Hello, does anyone know how I delete my account, I've e-mailed the site 3 times over the past month with no response. Any help would be greatly appreciated!

I am no longer in the trade and no longer use this website.


----------



## Admin4Tee's (Sep 3, 2013)

I have deactivated your account for you. 

Cheers, 

~ DM


----------



## Mtnview (Nov 5, 2009)

Your account was deactivated and now resides only in the database of the NSA, CIA, DHS and a host of other government agencies known only by intimidating initials.


----------



## Dante2004 (Aug 23, 2010)

Why would you "need" it deleted? Just stop using it...


----------



## sben763 (May 17, 2009)

Unless you quote or hit the go advanced button the advanced features don't show up.


----------



## STAYCOOLNYC (Aug 6, 2015)

How do i delete my account and posts??


----------



## sben763 (May 17, 2009)

STAYCOOLNYC said:


> How do i delete my account and posts??


Your account you can ask to be deactivated. Any post more then a day or 2 old cant be deleted.

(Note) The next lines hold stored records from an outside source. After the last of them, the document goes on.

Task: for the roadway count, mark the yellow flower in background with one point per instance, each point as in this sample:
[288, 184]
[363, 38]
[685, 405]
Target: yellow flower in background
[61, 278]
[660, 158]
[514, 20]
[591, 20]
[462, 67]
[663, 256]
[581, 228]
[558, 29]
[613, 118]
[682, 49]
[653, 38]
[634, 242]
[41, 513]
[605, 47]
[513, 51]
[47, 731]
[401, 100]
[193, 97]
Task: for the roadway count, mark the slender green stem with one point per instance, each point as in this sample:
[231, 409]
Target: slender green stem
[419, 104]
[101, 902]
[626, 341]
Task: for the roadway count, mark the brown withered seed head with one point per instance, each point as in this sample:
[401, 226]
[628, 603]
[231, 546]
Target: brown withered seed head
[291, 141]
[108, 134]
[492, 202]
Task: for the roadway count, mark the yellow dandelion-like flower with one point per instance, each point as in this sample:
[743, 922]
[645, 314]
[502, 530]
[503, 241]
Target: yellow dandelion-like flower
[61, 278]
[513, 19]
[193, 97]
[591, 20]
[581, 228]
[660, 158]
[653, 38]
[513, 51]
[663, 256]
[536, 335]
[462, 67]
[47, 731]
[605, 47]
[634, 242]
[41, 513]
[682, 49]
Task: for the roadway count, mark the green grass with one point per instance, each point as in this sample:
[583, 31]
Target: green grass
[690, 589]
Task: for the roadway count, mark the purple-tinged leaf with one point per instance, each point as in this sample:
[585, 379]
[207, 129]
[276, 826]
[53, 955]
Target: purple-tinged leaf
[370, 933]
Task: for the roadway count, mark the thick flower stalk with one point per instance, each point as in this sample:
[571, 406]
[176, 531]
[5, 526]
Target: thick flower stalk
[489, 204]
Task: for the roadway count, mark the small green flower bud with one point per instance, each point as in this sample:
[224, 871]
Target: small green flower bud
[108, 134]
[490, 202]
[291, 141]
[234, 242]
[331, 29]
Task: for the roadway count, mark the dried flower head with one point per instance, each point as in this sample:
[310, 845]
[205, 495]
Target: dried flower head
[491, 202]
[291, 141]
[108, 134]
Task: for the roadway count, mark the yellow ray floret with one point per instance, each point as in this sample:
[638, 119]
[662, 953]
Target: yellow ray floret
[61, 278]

It will just show a unregistered user.


----------



## Admin4Tee's (Sep 3, 2013)

STAYCOOLNYC said:


> How do i delete my account and posts??


Hi there, 
Would you like us to deactivate your account?

Thanks, 
Marie, Community Support


----------



## STAYCOOLNYC (Aug 6, 2015)

yes please. can you guys also delete my post. it comes up when i write the name of companies site on google.


----------



## Admin4Tee's (Sep 3, 2013)

STAYCOOLNYC said:


> yes please. can you guys also delete my post. it comes up when i write the name of companies site on google.


The account has been deactivated. 

Cheers,
Sheena


----------



## sben763 (May 17, 2009)

Admin4Tee's said:


> The account has been deactivated.
> 
> Cheers,
> Sheena


I'm only guessing here but that person had a 2nd account they wanted deleted as the only 2 post on that account were in this thread!


----------